Mefentrifluconazole is a novel azole derivative. Additionally, it acts as an agrochemical broad-spectrum antifungal agent. Furthermore, Mefentrifluconazole is a potent, selective, and orally active fungal CYP51 (Kd=0.5 nM) inhibitor. However, it shows less inhibitory activity on human aromatase (IC50=0.92 μM).

Mefentrifluconazole undergoes extensive toxicity testing, including a full program of reproductive toxicity studies. And Long-term repeated dose toxicity and/or carcinogenicity studies have been conducted in rats, mice, and dogs. Additionally, in each species, the highest dose level gives rise to systemic toxicity.
In the acute and repeat dose toxicity studies performed with Mefentrifluconazole. A single-dose administration to rats the LD50 is 2000 mg/kg bwt by the oral route, >5000 mg/kg bwt by the dermal route, and >5.314 mg/L by inhalation as a dust aerosol.
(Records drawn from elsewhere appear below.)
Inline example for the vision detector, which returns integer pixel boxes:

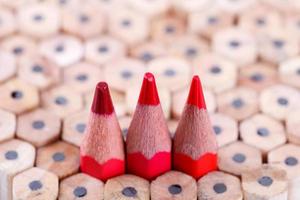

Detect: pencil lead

[80,82,125,181]
[173,76,217,179]
[138,72,160,105]
[187,75,206,109]
[126,73,171,180]
[91,82,114,115]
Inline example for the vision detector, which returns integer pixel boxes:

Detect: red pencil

[126,73,171,180]
[80,82,125,181]
[173,76,217,179]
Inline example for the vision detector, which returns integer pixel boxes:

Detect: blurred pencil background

[0,0,300,200]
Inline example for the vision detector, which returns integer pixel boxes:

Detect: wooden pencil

[126,73,171,180]
[62,111,89,147]
[0,34,38,60]
[17,3,61,38]
[238,62,278,92]
[16,109,61,147]
[218,141,263,176]
[12,167,58,200]
[278,56,300,88]
[210,113,239,147]
[18,56,61,91]
[39,34,83,68]
[104,174,150,200]
[0,7,17,38]
[217,87,259,121]
[80,82,125,181]
[173,76,217,179]
[63,62,104,94]
[0,52,17,83]
[268,144,300,200]
[41,85,83,119]
[151,171,197,200]
[58,173,104,200]
[240,114,286,155]
[84,35,127,66]
[259,84,300,120]
[242,165,288,200]
[285,110,300,145]
[61,3,107,39]
[198,171,243,200]
[0,78,40,114]
[0,109,17,142]
[0,139,35,200]
[36,141,79,179]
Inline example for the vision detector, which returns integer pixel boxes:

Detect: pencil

[58,173,104,200]
[173,76,217,179]
[198,171,243,200]
[268,144,300,200]
[104,174,150,200]
[126,73,171,180]
[0,139,35,200]
[12,167,58,200]
[151,171,197,200]
[242,165,288,200]
[218,141,263,176]
[80,82,125,181]
[0,109,17,142]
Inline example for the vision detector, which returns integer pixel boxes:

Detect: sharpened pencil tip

[91,82,114,115]
[187,75,206,109]
[138,72,160,105]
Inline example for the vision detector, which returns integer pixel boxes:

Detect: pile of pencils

[81,73,217,181]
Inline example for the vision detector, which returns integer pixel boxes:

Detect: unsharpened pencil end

[91,82,114,115]
[187,75,206,109]
[138,72,160,105]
Mefentrifluconazole is not a skin or an eye irritant, nor is it a phototoxicant in vitro.

In the acute neurotoxicity study in rats, Mefentrifluconazole (oral administration; 2000 mg/kg bwt; single dose) gives rise to reduce body weight gain and transient neurobehavioral effects only on the day of treatment (unsteady gait, reduced motor activity, reduces grip strength of the forelimbs and increased distance between the hind limbs in the landing foot-splay test).
What’s more, In the repeated-dose toxicity studies, the liver is the target organ in each of the three species investigated. At higher dose levels in the rat (oral diets; 383/334 mg/kg/bwt/d (4000 ppm)) and the C57BL/6JRj mouse (61 mg/kg bwt/d (300 ppm)), reduces body weight gain and food consumption, alters clinical chemistry parameters, increases liver weight and is accompanied by liver cell hypertrophy, and/or liver cell necrosis.

Additionally, At low doses, increases liver weight is not associated with any histopathological alterations and is considered to be an adaptive change to treatment.

In conclusion, Mefentrifluconazole is an antifungal agent against Colletotrichum scovillei.

[1]. Tesh SA, et al.Regul Toxicol Pharmacol. 2019 Aug;106:152-168.